アーレフとレティーシアの救出
ぐったりと動かない神女の腕の傷を縛り、自分のマントで包みこんだ。
抱き上げると思ったより軽いアテネーに動揺し、思い直して立ち上がり、牢の奥の石を触った。
「我、神々の血脈により。開門せよ」
草むした石の扉に光が浮き上がる。
父に教えられた、王族…神の血を引く者だけが使える扉は、誰も知らない中庭に続いていた。
光苔に淡く薄緑に輝く土壁の脇に、非常用の衣類、保存食が置いてあり、それを手にして、更に歩き続ける。
レェードが父王の子ではないと仮定するならば、父王と、オリヴェールのみが使うことが出来る通路だ。
王族に徒情す貴族や大臣に追われた際、
『神の正統なる血筋』
のみが使うことが許された、いわば『神の贈り物』だった。
父も母も臥せる今、誰も知ることのない隠れ家。
オリヴェールは足早に土廊下を歩き、しばらくして緑と光に満ち溢れた、『古き神の光の庭』にたどり着いた。

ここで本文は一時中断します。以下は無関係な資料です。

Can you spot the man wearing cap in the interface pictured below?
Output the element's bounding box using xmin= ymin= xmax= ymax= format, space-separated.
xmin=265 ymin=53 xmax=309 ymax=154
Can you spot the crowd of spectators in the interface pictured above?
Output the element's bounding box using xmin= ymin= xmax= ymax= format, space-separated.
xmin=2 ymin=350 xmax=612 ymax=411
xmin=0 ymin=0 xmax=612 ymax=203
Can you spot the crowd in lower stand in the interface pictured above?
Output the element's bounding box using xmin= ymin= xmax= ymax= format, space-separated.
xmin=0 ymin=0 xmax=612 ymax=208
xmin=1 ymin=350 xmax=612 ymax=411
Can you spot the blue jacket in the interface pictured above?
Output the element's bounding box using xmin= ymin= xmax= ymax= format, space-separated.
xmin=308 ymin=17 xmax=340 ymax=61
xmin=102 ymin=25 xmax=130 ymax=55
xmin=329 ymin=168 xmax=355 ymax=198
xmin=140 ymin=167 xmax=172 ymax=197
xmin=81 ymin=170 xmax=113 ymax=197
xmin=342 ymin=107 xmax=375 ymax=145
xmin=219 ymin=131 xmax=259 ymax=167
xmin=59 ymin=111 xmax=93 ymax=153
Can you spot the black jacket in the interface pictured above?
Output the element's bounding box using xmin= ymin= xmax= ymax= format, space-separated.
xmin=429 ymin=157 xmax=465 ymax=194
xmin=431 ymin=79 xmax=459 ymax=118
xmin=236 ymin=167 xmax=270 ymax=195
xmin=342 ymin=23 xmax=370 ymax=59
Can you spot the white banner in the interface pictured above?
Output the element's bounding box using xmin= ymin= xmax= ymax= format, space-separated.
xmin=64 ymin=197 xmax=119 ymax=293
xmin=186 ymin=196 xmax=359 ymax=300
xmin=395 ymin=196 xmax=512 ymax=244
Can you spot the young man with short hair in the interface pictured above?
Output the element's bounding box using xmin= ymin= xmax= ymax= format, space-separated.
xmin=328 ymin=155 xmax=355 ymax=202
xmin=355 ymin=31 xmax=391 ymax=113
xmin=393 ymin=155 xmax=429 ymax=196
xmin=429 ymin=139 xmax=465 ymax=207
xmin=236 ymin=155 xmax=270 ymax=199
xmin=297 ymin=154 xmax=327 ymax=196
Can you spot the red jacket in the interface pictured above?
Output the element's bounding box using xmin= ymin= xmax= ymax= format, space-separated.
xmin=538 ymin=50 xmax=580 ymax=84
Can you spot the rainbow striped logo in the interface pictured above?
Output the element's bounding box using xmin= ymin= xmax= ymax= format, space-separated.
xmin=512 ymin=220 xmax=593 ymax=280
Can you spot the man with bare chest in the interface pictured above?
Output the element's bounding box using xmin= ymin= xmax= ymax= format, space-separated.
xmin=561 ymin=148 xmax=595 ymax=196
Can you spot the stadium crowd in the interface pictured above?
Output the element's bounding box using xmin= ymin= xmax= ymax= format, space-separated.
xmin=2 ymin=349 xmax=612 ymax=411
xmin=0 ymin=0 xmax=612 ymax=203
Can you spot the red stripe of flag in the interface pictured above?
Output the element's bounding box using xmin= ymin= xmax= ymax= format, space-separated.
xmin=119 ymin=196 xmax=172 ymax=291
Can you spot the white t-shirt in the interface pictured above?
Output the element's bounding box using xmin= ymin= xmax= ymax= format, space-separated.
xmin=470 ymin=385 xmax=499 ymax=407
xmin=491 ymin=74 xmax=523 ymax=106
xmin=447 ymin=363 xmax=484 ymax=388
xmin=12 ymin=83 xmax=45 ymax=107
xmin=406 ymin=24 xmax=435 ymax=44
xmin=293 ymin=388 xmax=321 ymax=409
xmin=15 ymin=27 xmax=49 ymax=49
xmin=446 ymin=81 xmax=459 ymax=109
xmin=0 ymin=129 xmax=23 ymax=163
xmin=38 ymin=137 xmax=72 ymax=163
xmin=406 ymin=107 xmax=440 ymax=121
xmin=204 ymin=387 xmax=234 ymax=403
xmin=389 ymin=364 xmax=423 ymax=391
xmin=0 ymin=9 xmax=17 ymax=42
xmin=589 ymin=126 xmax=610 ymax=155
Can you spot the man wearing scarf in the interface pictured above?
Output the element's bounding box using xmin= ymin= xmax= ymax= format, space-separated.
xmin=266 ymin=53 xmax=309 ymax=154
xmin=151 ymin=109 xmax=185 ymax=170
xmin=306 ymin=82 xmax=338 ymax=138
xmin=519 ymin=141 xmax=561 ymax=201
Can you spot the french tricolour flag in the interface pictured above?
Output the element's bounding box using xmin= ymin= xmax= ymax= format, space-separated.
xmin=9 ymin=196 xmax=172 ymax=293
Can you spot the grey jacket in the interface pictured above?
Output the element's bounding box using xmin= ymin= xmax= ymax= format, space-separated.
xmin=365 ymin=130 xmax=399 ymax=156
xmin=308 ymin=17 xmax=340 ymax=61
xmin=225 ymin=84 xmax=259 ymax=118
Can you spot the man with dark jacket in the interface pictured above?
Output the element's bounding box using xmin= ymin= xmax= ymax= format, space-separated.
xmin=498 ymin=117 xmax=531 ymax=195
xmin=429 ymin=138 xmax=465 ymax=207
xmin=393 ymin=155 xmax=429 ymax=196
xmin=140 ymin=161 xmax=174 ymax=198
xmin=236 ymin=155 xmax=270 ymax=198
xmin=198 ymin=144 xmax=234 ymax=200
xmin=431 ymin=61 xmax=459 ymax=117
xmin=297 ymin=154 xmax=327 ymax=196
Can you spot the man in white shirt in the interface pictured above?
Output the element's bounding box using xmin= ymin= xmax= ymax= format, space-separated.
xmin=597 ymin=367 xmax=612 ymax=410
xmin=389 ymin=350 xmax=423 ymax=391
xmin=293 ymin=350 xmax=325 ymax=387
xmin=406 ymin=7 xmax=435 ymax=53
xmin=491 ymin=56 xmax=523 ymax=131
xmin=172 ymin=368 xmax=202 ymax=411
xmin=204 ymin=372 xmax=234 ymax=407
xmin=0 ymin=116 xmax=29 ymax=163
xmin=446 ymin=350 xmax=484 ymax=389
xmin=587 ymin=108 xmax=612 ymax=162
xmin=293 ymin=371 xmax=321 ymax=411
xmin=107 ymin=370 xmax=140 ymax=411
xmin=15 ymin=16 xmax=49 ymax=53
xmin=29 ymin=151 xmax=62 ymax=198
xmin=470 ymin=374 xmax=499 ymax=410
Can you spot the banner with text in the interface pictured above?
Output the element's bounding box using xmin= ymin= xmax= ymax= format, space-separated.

オリヴェールだけの、温かい泉を湛えた小さな庭園である。
柔らかい苔が生えた泉の辺に、アテネーを横たえた。
「すまないが…」
金革紐を外し衣を解くと、肋骨が浮くまだ小さな乳房と、肩の傷に心を痛めた。
オリヴェールは腰巻きだけになると、温かい泉に神女を抱き抱えながら入り、布でゆっくりと拭っていく。
髪を濯ぎ、血で汚れた体を洗い、痛みを伴うのか形のいい眉を寄せたが、浅い息を繰り返している。
身奇麗にして泉から上げると、拭い布で体を包み、持って来た薬を熱を持つ肩に塗り込んでいく。
柔らかな絹衣に革紐で留めて、オリヴェールは一息着いた。
石造りの古き神々の神殿の、温かい石寝台に、布を引きアテネーを寝かせた。
アルカディ城に自分の居場所がない以上、レェードに殺されかけたアテネーを守り、お逃しし解放することが自分の役目のような気がした。
「神女様は…どうなさりたいのだろう」
アーレフが目にしたのは、灰髪の怒りに満ちた顔と…。
「ソ…レ…ス?」
「目が覚めたか、この馬鹿!」
きつい一声。
牢兵士の姿をしたソレスとシリウスがアーレフの血塗れの手枷を外して行く。
「入り込むのに手間取ったんだよ」
リーリアムに至っては侍女の姿をしており、肩口までの巻髪をアップしたうなじと背中の開いた着衣をしていた。
アーレフは動こうとしたが、ソレスに止められて、腰巻き状態にぶら下がった血染めのをキトンをとりあえず巻かれた。
「動けまい。ひどくやられたな、並みの拷問じゃねえな」
ソレスに抱えられ、シリウスが水の入った筒を差し出す。
アーレフは震える手でそれを取る。
「ありがとう…」
凛と心に響く声に、シリウスが笑った。
「さあ、主人よ、逃げるとするか。武人シリウス、血路を開いて見せますぞ」
「何を…」
「それはおいおい話すから、早く出よう。シリウスの部下がイオリアスで焼き付け騒ぎを起こしてくれている間に」
水を飲み、息を着いたが、身体に力が入らない。
レェードから受けた拷問は、アーレフがいくら若いとはいえ肉体内外部を酷く荒らし、熱く腫れ上がり動くことすらままならなかった。
怠さと眠さが繰り返し襲い、アーレフはソレスの腕の中で、とろとろと意識を失いかけ、揺らされると痛みに起きた。
港都市イオリアスでは船が火柱をあげ、暴徒の鎮圧にアルカディ城の兵士が駆り出されている。
「このまま、女神神殿の表門を正面突破する」
女神神殿の表門にいるはずの兵士も、港の暴動の鎮圧に向かっているらしく、女たちが重い扉を開き、アーレフを招き入れてくれた。
「なんて…ひどい…」
女神長が治療として油薬と包帯を巻き目を閉じたアーレフに、
「…お聞きして…も、いいかしら?何が…あったの…」
と聞いた。
「…姉上が…黒い悪魔に…殺された…父上も…あの男に…」
目を閉じたまま、アーレフは呟いた。
「俺は…助けに行ったのに、何もできず…捕まっ…」
「あの子…アテネーが…亡くなったの…」
女神長が静かに部屋を出ていき、ソレスとリーリアムとシリウスだけが残った。
「ねえ、アーレフ。家族の為に…泣いてあげた?涙は自分の為にもなるからね」
ソレスが横たわるアーレフの寝台に腰掛け、柔らかな金髪を一房触れる。
本当は促すために肩口を叩きたいところであろうが、酷い傷にそれはしないでおいたのだ。